The problem with labels like ‘feminism’ is that it is immeasurably broad, and different people mean different things when they use it. Nevertheless, it is generally agreed that there have been three major ‘waves’ of feminism. First wave feminism occurred during the late 19th and early 20th Century and focused on promoting equal marriage, parenting and property rights for women. You probably know this wave best through the work of the Suffragettes who campaigned for women to be given the vote. In our own nation, South Australia was the first state to grant this in 1893. Second wave feminism focused on other issues of equality (e.g. ending discrimination). It viewed inequality as inherently political and the product of sexist power structures. Third wave feminism digs deeper, questioning the very nature of femininity itself, along with the gender roles that so often go along with it.
If we get that clear, I don’t know that many people who want to axe the fruit of feminism from society. They might disagree with third wave feminism, but no one really wants to go back to a time when women didn’t have the vote, and husbands had the right to rape their wives.
But I am a Christian. Doesn’t that mean that I don’t like feminists? Well, no. Actually I think I would describe myself as a feminist (so long as I got to provide some clarifications). I have, here. I don’t think the ‘feminist OR Christian’ is a fair dichotomy. I think it’s wrong.

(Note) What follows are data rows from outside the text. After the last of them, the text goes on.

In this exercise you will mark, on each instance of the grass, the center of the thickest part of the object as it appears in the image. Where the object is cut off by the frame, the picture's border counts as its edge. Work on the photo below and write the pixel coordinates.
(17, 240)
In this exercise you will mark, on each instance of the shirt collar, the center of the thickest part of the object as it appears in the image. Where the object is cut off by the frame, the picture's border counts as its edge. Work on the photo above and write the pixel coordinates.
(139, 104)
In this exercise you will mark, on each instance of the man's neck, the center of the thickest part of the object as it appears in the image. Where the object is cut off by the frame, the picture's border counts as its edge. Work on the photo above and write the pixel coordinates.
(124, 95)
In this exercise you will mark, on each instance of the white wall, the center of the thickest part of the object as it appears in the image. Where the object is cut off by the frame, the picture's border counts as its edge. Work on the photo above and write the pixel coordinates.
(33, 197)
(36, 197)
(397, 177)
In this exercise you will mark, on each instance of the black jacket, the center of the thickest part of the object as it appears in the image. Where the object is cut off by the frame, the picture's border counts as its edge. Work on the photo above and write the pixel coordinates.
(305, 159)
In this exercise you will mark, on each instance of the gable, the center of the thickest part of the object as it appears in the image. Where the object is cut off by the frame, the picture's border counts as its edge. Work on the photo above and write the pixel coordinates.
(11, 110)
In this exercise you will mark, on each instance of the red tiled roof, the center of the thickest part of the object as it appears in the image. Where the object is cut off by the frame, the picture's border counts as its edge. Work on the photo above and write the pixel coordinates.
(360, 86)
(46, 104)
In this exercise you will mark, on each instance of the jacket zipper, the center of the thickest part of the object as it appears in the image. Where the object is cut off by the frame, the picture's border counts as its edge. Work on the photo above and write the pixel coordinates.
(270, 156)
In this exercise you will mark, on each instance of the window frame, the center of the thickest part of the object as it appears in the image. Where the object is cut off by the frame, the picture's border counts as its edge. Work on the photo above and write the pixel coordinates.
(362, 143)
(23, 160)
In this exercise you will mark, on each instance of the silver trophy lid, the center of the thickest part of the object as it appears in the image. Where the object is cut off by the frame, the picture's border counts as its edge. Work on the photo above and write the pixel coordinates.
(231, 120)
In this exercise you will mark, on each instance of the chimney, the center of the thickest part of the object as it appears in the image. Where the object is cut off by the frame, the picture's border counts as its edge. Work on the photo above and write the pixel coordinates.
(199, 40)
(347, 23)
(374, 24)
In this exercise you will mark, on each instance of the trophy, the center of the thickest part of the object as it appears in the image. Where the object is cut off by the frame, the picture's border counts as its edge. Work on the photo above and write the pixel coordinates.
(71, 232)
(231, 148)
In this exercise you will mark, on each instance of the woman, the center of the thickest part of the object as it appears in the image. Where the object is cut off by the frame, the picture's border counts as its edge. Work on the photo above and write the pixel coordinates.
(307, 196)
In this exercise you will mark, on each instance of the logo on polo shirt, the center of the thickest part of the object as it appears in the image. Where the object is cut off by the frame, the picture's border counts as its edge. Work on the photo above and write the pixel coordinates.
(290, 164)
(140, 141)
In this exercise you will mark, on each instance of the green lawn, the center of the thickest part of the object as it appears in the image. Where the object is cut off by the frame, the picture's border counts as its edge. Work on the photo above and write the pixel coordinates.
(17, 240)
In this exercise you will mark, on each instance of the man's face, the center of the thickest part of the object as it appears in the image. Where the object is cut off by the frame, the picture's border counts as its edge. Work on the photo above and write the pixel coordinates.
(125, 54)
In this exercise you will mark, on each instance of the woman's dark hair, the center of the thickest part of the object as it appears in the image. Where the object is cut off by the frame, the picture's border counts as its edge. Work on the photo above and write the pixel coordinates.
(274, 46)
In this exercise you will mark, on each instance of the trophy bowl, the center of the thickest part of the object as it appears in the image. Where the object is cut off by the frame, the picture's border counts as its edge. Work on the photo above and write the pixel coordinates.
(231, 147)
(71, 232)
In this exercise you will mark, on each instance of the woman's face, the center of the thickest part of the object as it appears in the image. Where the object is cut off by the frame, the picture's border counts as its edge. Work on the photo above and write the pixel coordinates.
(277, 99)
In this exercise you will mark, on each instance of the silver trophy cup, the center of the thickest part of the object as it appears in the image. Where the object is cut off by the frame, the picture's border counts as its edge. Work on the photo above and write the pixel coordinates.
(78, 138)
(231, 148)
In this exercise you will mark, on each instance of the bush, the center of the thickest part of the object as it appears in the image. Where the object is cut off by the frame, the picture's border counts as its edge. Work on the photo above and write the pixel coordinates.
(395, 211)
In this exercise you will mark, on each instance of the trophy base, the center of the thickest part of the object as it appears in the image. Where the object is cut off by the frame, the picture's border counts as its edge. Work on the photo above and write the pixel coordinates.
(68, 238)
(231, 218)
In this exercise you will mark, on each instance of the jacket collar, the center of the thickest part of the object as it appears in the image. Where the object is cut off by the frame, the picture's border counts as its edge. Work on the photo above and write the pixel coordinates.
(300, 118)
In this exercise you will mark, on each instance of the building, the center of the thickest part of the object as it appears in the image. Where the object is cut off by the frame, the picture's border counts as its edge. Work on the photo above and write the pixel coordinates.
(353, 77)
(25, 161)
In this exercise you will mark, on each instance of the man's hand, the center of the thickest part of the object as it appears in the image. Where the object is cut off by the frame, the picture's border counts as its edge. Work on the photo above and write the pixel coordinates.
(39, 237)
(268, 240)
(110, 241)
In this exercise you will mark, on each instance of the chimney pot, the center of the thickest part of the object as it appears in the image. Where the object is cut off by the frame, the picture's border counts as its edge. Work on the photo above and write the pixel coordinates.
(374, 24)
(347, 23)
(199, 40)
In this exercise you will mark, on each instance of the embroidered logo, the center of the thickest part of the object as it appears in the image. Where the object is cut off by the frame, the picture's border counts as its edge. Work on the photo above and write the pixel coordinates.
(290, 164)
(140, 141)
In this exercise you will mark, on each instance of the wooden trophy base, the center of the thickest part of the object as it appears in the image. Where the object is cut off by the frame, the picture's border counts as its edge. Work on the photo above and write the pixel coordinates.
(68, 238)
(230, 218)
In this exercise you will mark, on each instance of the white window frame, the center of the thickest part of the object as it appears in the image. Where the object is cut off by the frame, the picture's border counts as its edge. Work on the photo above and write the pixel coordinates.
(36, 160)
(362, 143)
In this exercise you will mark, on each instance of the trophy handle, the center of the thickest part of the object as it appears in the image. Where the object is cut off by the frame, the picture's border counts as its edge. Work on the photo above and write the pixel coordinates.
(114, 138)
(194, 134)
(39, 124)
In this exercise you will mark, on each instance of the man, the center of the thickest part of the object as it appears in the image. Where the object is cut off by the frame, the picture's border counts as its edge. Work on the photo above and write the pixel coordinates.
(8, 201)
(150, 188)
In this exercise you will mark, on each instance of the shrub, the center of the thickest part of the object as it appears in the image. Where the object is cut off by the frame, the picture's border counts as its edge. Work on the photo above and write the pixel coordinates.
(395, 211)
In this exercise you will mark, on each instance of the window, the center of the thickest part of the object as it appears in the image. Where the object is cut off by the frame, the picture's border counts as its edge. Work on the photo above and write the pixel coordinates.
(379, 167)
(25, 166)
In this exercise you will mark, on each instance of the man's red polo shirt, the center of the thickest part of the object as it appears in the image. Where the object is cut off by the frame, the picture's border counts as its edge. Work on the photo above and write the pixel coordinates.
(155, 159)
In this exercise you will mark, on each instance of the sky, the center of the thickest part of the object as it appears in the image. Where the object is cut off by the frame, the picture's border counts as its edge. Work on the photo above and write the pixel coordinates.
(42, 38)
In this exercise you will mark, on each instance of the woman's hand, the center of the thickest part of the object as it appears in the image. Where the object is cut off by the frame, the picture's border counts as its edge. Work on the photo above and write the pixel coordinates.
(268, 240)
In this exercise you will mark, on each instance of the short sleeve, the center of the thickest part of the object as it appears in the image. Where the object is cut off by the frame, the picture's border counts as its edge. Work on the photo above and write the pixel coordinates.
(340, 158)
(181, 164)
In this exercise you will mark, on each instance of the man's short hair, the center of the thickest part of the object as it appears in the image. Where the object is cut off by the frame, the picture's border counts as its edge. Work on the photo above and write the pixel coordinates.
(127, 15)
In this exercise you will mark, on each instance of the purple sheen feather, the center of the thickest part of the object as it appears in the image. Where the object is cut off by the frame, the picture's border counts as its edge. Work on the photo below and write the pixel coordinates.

If as Christians we are to have any chance of sharing the good news of Jesus with our world we must understand the extent to which feminism has influenced our friends. It is in the water we drink. The air we breathe. It is not enough to tell people who have grown up in this climate that they no longer need feminism because they have the gospel. It is lazy and doesn’t actually think about people. There are points of synergy between feminism and the gospel. This is the task set before us.
The gospel transforms broken relationships. The gospel brings life and hope and peace. These are all things that women who suffer violence and inequality need. The gospel gives me the vision of the future, and even though I know I cannot bring that perfection about, I can still work towards it. Because I believe things don’t need to be this bad. I believe God doesn’t want women and girls to be enslaved. I believe God is for them.
So. I stand up for women’s rights. I stand up against the sexual exploitation of girls. I stand up against the sexualisation of young girls. I fight against the objectification of women in the media. I can tell a woman that she doesn’t need to sell herself to find value. And I can do all these things as a Christian.
If I can do them all as a Christian, then why do I need feminism?
I need it because sexism, objectification, and exploitation still exist. I need feminism because it highlights the problem for me. It looks for places where abuses are occurring and brings them to my attention.